In my practice I had cases, where it was vital to secure the transfer (sale) of shares, and the standard “special pledge” had to be established on them. I have faced then one of the shortcomings and defects in this type of security – even if the shares in transfer are pledged in favor of the transferor until these are paid in full, the other shareholders who hold majority in the JSC legally can initiate raising of the capital of the company, where to reduce the actual value of the transferred shares, respectively to affect the interests of the transferor, without him being able to react.

The second problem in obtaining good security for the transferor of shares was the fact that the seller of shares, once pulled out of the company, could not monitor any longer what future liabilities the company may undertake to third parties in its business practice. In simple words, it could take loans from third parties (banks) for lot of money and then due to unsuccessful repayment of its debts to lose its valuable assets. So at the end of the day it may turn out that the creditor of this empty company may hold pledged shares without actual value.

Another shortcoming of this part of the Corporate Law is related to the fact that a holder of minority of shares in Joint Stock Compan usually cannot react against rise of the capital, if it is performed in accordance to the Law and if unanimity has not been established as a necessary condition in the Articles of Association.
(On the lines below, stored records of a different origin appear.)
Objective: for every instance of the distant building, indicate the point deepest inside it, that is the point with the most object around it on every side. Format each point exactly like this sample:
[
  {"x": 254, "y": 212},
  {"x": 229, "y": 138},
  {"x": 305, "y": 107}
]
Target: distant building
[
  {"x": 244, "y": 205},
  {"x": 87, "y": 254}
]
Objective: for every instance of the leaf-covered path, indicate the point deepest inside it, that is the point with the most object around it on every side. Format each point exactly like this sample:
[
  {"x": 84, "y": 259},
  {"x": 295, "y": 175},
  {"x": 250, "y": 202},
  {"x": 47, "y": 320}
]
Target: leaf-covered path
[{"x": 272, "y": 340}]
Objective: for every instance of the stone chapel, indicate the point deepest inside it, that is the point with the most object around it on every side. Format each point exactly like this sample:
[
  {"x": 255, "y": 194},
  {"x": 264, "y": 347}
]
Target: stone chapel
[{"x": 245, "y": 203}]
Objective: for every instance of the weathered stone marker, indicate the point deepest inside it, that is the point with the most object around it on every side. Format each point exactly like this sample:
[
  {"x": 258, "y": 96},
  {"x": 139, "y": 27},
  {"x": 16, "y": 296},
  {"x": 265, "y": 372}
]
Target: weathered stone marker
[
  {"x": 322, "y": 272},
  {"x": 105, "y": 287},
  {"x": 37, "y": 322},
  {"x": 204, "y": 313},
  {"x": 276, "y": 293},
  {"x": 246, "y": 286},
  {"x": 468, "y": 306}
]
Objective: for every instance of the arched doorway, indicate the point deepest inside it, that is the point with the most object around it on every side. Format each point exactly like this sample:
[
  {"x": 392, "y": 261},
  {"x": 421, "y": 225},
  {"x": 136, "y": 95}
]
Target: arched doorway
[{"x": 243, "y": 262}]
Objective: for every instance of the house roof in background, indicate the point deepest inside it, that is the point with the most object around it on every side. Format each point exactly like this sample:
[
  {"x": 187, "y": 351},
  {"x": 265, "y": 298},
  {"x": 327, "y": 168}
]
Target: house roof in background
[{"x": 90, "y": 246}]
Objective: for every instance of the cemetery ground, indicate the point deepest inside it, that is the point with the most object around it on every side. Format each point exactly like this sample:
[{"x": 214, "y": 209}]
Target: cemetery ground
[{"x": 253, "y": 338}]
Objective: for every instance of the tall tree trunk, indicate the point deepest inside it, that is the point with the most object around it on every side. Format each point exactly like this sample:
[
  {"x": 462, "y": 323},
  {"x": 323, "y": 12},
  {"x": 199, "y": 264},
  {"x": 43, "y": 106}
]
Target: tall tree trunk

In other words, raising the capital of a JSC very often represents a legal instrument of these who hold majority of shares, to attack the rights of the shareholders with minor participation.
In conclusion I need to point the fact that according to the provisions of the local Corporate Law, unfortunately it is legally possible to transfer all the shares of a corporate entity which has millions in debt towards creditors and/or the State, towards some poor person who has no assets; wherein this way to get rid of the company and to avoid holding liability for taxes, Capital Gains, VAT, etc. Unfortunately there have been many examples during the years where companies in huge debt have been transferred to homeless and poor people, so the owners of these companies could avoid and escape from liability towards creditors and Tax Authorities, after expiration of six-months shared liability with the new owner.